Understanding Alcoholism as a Disease: Exploring Addiction

Mental Addiction

Understanding alcoholism as a disease starts with accepting that it is a mental addiction. Everybody knows what it feels like to have a song stuck in your head. Alcoholism is very similar. Except with alcoholism, it’s impossible to resist the song playing. Eventually, your body makes you give in to your cravings to satisfy your mental obsession.

Physical Changes in the Brain

One of the ways that alcoholism as a disease can be similar to other diseases is that it physically changes your body. Heavy drinking can destroy pathways and circuits in the brain, which affect the way you make decisions. For instance, the parts of your brain that involve experiencing pleasure, pain, rewards, risks, and self-control. Because of these changes, it can be difficult for you to realize how much alcoholism is affecting your body and life.

The Body’s Defense System

Another way to help understand alcoholism as a disease is to take a look at the body’s defense system. Our bodies naturally try to avoid pain whenever possible. As your body is becoming dependent on alcohol or drugs, it becomes more and more painful to stop using them. Withdrawal can even be fatal in some cases. Our body wants to protect us from this pain, so it makes the drive to drink to prevent the withdrawal pain even stronger. This cycle is what makes addiction so incredibly dangerous.

Progression

Finally, when understanding alcoholism as a disease, it’s important to note that this pain-avoidance cycle also is what makes addiction a progressive disease. As our bodies adapt to alcohol, they need more and more to get the same ”high.” This makes an alcoholic drink more and more each time. The increase can be so gradual that an addict might not even realize when they get to a point where their addiction is out of control. This progression can eventually lead to dangerous health effects or even death.
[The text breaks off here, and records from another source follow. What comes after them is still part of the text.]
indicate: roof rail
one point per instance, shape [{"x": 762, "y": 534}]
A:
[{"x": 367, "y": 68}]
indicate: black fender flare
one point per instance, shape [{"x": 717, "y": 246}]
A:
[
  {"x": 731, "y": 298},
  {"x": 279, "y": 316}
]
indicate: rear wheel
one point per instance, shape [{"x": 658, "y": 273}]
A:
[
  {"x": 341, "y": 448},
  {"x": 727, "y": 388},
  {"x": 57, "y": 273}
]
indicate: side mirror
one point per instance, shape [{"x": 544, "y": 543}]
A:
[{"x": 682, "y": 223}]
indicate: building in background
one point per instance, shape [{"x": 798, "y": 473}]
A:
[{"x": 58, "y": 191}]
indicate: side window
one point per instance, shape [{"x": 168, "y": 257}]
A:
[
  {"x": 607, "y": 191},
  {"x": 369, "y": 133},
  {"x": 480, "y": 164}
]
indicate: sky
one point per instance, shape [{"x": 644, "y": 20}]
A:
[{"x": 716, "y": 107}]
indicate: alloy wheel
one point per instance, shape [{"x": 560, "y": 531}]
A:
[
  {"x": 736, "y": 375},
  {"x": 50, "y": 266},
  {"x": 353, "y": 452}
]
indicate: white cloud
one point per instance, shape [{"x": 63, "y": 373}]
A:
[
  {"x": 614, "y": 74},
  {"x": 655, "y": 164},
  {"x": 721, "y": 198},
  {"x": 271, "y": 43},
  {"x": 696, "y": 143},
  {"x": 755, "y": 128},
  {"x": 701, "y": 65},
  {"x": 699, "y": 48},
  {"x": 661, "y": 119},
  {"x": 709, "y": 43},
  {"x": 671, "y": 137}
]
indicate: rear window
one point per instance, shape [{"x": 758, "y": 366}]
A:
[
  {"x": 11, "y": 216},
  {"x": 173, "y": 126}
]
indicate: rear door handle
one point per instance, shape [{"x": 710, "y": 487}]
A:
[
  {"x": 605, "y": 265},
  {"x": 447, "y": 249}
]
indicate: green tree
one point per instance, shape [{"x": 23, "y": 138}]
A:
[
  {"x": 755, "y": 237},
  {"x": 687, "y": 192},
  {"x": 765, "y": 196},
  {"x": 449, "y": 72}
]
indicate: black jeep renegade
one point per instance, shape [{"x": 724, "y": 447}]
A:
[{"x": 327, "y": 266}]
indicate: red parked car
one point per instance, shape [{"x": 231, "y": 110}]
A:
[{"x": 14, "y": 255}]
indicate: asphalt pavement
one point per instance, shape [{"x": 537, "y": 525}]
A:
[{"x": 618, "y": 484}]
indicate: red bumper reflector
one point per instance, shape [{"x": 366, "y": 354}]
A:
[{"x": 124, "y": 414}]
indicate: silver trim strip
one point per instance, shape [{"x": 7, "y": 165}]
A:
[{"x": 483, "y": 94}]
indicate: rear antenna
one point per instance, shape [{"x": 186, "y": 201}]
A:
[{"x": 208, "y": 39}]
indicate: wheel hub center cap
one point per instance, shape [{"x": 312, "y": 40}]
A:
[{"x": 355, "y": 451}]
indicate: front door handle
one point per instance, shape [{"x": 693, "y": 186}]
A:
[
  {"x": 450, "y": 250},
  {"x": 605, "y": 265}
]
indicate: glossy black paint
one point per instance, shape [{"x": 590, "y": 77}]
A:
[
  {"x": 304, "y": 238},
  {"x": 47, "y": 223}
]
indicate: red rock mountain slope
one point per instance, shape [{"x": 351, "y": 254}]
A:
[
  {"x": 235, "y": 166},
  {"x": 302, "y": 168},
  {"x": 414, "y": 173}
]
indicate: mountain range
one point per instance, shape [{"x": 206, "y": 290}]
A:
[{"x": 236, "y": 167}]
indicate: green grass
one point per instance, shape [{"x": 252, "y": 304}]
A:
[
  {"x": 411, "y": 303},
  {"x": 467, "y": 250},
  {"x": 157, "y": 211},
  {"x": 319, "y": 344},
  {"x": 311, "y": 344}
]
Understanding alcoholism as a disease is important for helping our society to de-stigmatize it. There is often a lot of shame attached to addiction of any kind. Many people view it as a weakness or lack of self-control. However, medical care providers are now realizing that alcoholism is a disease much like any other disease. It changes our bodies physically, it changes our neuropathways and thoughts, and it is progressive. By tackling alcoholism as a disease instead of a weakness, we can begin to give more support to those who need it. Oftentimes, alcoholics wait for a long time because they are afraid of the backlash of admitting their addiction. However, the sooner they can get the support they need, the sooner they can get clean. And the sooner we can get an addict sober, the more harmful effects we can prevent.